Lemon Chicken Salad

  • Preparation Time
    Prep:
    30 min.
  • Cooking Time
    Cook:
    30 min.
  • Serves
    Serves:
    4

Serve with a crusty French baguette.

Recipe tags: chicken base, moderate difficulty, lunch, chicken, skillet

Ingredients

Quantity Ingredient
12 oz boneless, skinless chicken breasts
1 Tbsp Better Than Bouillon® Roasted Chicken Base
¼ cup warm water
1 lemon, sliced into ¼-inch rounds
⅓ cup mayonnaise
¾ tsp freshly grated lemon peel
1 Tbsp fresh lemon juice
¼ tsp cayenne pepper
1 Tbsp chopped fresh basil (may substitute with fresh tarragon)
2 green onions, thinly sliced
1 can (16-ounce) chickpeas (garbanzo beans), rinsed and drained
1 pkg (12-ounce) heirloom tomatoes (may substitute with cherry tomatoes)
salt and freshly ground pepper

Directions

  • 1

    Place chicken breasts in a large saucepan.

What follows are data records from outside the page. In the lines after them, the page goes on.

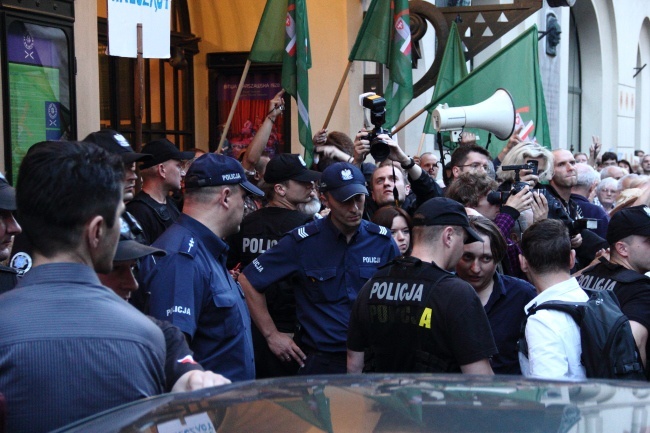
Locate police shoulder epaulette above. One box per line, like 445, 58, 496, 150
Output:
366, 221, 391, 238
290, 224, 320, 242
178, 233, 198, 258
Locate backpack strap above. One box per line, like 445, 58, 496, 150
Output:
517, 301, 587, 358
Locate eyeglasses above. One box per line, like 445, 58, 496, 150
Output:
458, 162, 490, 171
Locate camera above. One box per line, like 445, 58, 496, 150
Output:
487, 159, 539, 205
359, 93, 391, 162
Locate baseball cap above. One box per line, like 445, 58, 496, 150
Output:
413, 197, 483, 244
83, 129, 152, 164
140, 138, 194, 168
185, 153, 264, 197
607, 205, 650, 245
0, 173, 16, 210
264, 153, 321, 184
320, 162, 368, 202
113, 218, 167, 262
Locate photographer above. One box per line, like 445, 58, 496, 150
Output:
354, 130, 443, 219
546, 149, 607, 269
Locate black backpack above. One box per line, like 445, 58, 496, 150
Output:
519, 289, 645, 380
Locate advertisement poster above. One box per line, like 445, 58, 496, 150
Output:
7, 21, 69, 184
217, 72, 288, 158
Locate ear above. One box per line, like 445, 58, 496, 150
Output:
519, 254, 528, 273
442, 226, 456, 247
569, 250, 576, 269
86, 215, 104, 250
273, 183, 287, 197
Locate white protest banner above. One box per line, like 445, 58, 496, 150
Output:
108, 0, 172, 59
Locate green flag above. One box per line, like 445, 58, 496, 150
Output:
348, 0, 413, 129
424, 22, 467, 134
282, 0, 314, 167
384, 0, 413, 129
348, 0, 391, 65
248, 0, 287, 63
425, 26, 552, 156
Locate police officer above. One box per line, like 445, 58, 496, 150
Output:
141, 153, 263, 382
347, 197, 497, 374
578, 205, 650, 378
126, 138, 194, 244
239, 162, 399, 374
227, 154, 320, 379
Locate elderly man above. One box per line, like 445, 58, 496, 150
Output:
126, 138, 194, 244
0, 142, 165, 432
347, 197, 497, 374
239, 162, 399, 374
141, 153, 264, 381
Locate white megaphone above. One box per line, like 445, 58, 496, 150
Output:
432, 89, 517, 140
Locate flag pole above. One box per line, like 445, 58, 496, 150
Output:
393, 104, 431, 134
415, 132, 427, 156
322, 61, 352, 129
215, 60, 251, 153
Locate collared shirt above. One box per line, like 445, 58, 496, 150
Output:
244, 217, 399, 352
485, 273, 537, 374
140, 214, 255, 381
519, 278, 589, 379
0, 263, 165, 432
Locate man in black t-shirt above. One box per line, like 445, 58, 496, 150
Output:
578, 205, 650, 378
347, 198, 497, 374
227, 154, 320, 379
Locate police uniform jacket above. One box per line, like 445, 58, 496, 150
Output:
244, 216, 399, 352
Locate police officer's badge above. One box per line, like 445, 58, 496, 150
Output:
341, 168, 354, 180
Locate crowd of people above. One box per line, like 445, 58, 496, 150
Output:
0, 93, 650, 432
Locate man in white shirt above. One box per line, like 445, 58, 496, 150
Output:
519, 219, 589, 380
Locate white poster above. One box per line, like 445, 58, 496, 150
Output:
108, 0, 172, 59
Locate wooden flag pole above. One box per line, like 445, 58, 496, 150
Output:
133, 23, 144, 152
215, 60, 251, 153
322, 61, 352, 129
415, 132, 427, 156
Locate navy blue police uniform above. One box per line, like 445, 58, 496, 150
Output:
244, 216, 399, 374
141, 215, 255, 381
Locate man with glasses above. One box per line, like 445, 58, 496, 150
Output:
450, 144, 490, 181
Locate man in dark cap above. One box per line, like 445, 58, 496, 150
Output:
0, 174, 22, 293
228, 154, 321, 379
578, 205, 650, 378
98, 219, 230, 392
140, 153, 264, 381
239, 162, 399, 374
126, 138, 194, 244
347, 197, 497, 374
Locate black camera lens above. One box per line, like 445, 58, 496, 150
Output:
370, 138, 390, 162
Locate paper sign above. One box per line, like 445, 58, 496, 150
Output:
108, 0, 172, 59
157, 412, 216, 433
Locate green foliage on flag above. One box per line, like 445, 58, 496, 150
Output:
348, 0, 413, 129
248, 0, 287, 63
425, 26, 552, 156
282, 0, 314, 166
424, 22, 467, 134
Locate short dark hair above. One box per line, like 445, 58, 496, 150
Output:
16, 141, 124, 257
600, 152, 618, 162
445, 173, 499, 207
521, 219, 571, 274
469, 215, 508, 263
449, 144, 492, 168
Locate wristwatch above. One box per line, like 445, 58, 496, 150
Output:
400, 158, 415, 170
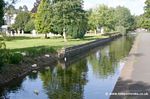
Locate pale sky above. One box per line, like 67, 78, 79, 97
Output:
5, 0, 145, 15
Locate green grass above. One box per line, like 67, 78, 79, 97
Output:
0, 35, 107, 57
5, 36, 108, 49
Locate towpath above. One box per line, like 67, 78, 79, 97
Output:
110, 33, 150, 99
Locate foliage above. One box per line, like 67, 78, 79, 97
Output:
144, 0, 150, 18
0, 0, 4, 26
115, 26, 126, 35
31, 0, 41, 13
88, 5, 134, 32
136, 0, 150, 30
115, 6, 134, 32
24, 19, 35, 32
35, 0, 87, 38
35, 0, 52, 33
14, 12, 30, 30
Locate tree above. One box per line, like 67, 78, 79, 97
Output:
52, 0, 87, 41
138, 0, 150, 30
14, 12, 31, 30
35, 0, 52, 37
0, 0, 4, 26
144, 0, 150, 18
88, 9, 99, 33
24, 19, 35, 32
114, 6, 134, 32
88, 5, 115, 33
22, 5, 29, 12
31, 0, 41, 13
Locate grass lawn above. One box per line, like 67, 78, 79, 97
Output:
5, 36, 106, 50
0, 35, 107, 57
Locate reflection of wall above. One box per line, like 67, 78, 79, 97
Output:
40, 59, 87, 99
87, 37, 134, 78
60, 35, 121, 59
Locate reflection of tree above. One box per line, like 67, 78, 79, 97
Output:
88, 37, 133, 78
40, 59, 87, 99
0, 78, 24, 99
28, 72, 38, 80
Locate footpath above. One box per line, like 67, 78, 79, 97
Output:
110, 33, 150, 99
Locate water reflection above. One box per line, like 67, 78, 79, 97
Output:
0, 37, 134, 99
40, 59, 87, 99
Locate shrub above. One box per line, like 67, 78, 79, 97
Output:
0, 49, 10, 67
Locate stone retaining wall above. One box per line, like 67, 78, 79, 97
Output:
58, 34, 121, 61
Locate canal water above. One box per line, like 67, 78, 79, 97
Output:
0, 36, 134, 99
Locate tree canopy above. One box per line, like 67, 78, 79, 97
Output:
88, 5, 134, 32
14, 12, 30, 30
35, 0, 87, 38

Add enough water to cover chicken breasts.

  • 2

    In a small bowl, whisk Chicken Base with ¼ cup warm water until base is dissolved, pour over chicken. Place lemon slices over chicken.

  • 3

    Bring poaching liquid to a gentle boil and then reduce heat to medium-low. Cover pan; simmer for 5 minutes.

  • 4

    Remove pan from heat and let it stand, covered, until chicken is done, about 12-14 minutes. Remove chicken from liquid; cool in refrigerator.

  • 5

    In a large bowl, mix mayonnaise, lemon peel, lemon juice and cayenne until well combined; cover and refrigerate until ready to use.

  • 6

    Chop cooled chicken into bite-size pieces.

  • 7

    To bowl of dressing, add chicken, basil, onion and beans; gently stir until combined.

  • 8

    Rinse and cut each tomato in half; divide halves evenly between four shallow bowls. Evenly spoon chicken salad over tomatoes. Season with salt and ground pepper to taste.